«Что произошло в действительности?» — спросил Хрущев Дрю Пирсона через переводчика. Пирсон ответил, что газеты дают правдивую информацию. Освальд был убийцей-одиночкой. Хрущев не верил этому. Он не мог представить, что службы безопасности США настолько беспомощны, что не смогли обезвредить сумасшедшего. Без сомнения, припоминая доклад КГБ, Хрущев утверждал, что полиция Далласа причастна к широкому заговору. Все это не удивляло чету Пирсонов. Позже госпожа Пирсон рассказывала в ЦРУ, что позиция советского лидера по вопросу о заговорах типична «для всех европейцев, с которыми она беседовала по этому вопросу». Пирсоны старались убедить своих советских собеседников. «Мы, американцы, особые люди», — сказал Дрю Пирсон, пытаясь каким-то образом оправдаться.
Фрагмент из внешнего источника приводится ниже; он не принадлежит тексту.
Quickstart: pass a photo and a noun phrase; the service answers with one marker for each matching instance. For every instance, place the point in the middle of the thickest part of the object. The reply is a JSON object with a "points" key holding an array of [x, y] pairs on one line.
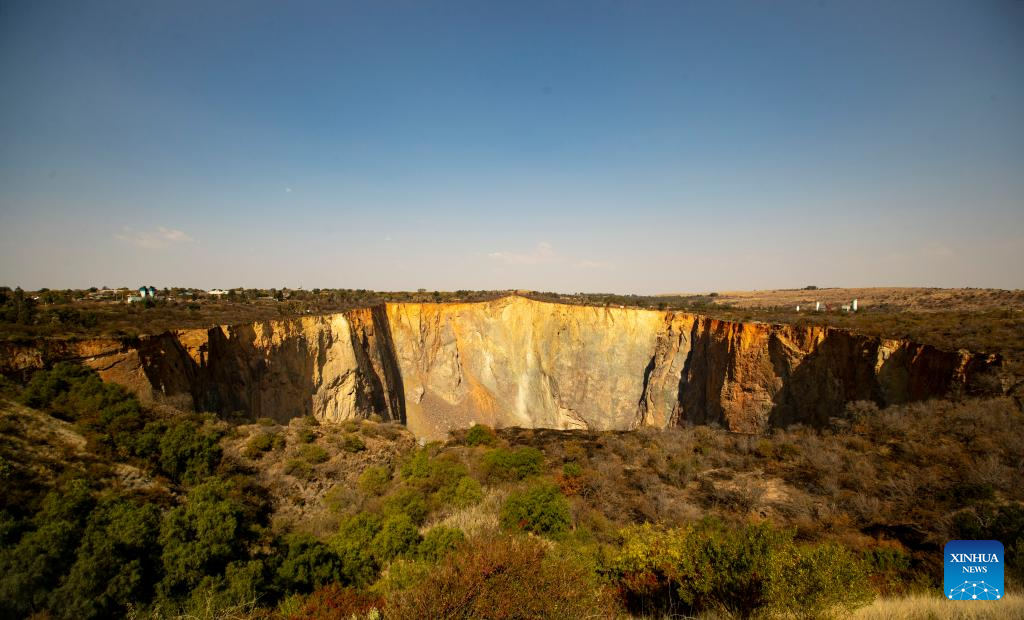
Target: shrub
{"points": [[463, 493], [541, 509], [352, 443], [397, 536], [353, 544], [504, 578], [750, 570], [262, 443], [335, 601], [439, 541], [313, 454], [299, 468], [202, 537], [374, 480], [571, 469], [116, 564], [431, 474], [409, 502], [478, 435], [501, 464], [187, 454], [306, 564]]}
Его попытки были встречены «снисходительной улыбкой». Чета Хрущева была убеждена, что официальная версия убийства ложна{39}
.По необъяснимой причине друзья семейства Кеннеди продолжали направлять в Москву информацию, подрывающую репутацию нового президента и усиливающую опасения Хрущева в отношении изменения политики США. Нет доказательств того, что в начале 1964 года КГБ располагал достоверными данными о правом заговоре против Кеннеди. Но бывшее доверенное лицо Кеннеди Чарльз Бартлетт передал через советскую разведку, что Джонсону верить нельзя. В один из январских дней 1964 года Бартлетт обратился к источнику КГБ в Нью-Йорке. Его сообщение было воспринято как настолько важное свидетельство политики новой американской администрации, что КГБ передало это сообщение высшему советскому руководству: Брежневу, Микояну, Подгорному, Суслову, Пономареву, Кузнецову. Основная мысль Бартлетта заключалась в том, что «нового президента нельзя сравнивать с Кеннеди в смысле последовательности в отношениях с СССР». Бартлетт поддерживал критику кланом Кеннеди нового президента. «Джонсон — прагматичный и опытный политик, и если ему будет выгодно, он может изменить курс Кеннеди в отношениях с СССР»{40}
.В отличие от Бартлетта нового хозяина Белого дома этот вопрос абсолютно не занимал. После послания конгрессу Макджордж Банди и СНБ пытались обратить внимание Джонсона на проблемы советско-американских отношений. 13 января Банди направил Джонсону памятную записку, содержащую «личные и предварительные» соображения, касающиеся «следующих шагов к миру». «В последние два с половиной года мы делали все возможное, чтобы решить легкие проблемы, поэтому теперь мы стоим перед решением трудных»{41}
.В отличие от друзей Джекки Кеннеди Уолтона и Бартлетта, Банди считал, что Джонсон будет продолжать линию Кеннеди на нормализацию отношений. Банди пояснял, что за тысячу дней администрация Кеннеди реально не могла добиться решения всех вопросов, связанных с Кремлем. «Даже договор о запрещении испытаний, — писал он в памятной записке, — очень небольшое достижение, поскольку требует лишь наличия советско-американского соглашения, в то время как вопрос инспекций остался за его рамками». По вопросам отношений с третьими странами, Германией или Кубой, не достигнуто никакого прогресса{42}
.Банди описал степень усилий Кеннеди, направленных на достижение разрядки. Успех обеспечивали односторонние или двусторонние шаги. Первые включали «успокоение военных». «Это, — подчеркнул Банди, — более важно, чем кажется на первый взгляд». Более того, США изменили тон пропаганды, «поддерживая уважительный тон в отношении всех заявлений президента»{43}
. Наконец, США в одностороннем порядке пытались улучшить отношения с Югославией и Польшей, распространив на них режим наибольшего благоприятствования в торговле. Что касается двусторонних советско-американских договоренностей, то помимо запрещения испытаний сверхдержавы пришли к соглашению о продаже зерна, взаимном сокращении военных расходов, обещали не размещать в околоземном пространстве ядерное оружие и в общих словах договорились о сотрудничестве в космосе.Банди призвал сделать новые шаги. Он предложил Джонсону через два месяца выступить с обращением по «проблемам мира», которое должно содержать «более конкретные предложения, чем те, которые были в речи Кеннеди в Американском университете»{44}
. Оно должно включать призыв к СССР предпринять совместные усилия в этом направлении. В целом речь должна «быть предельно содержательной, предлагающей новые подходы и подтверждение старых, а не просто уловки и ухищрения»{45}.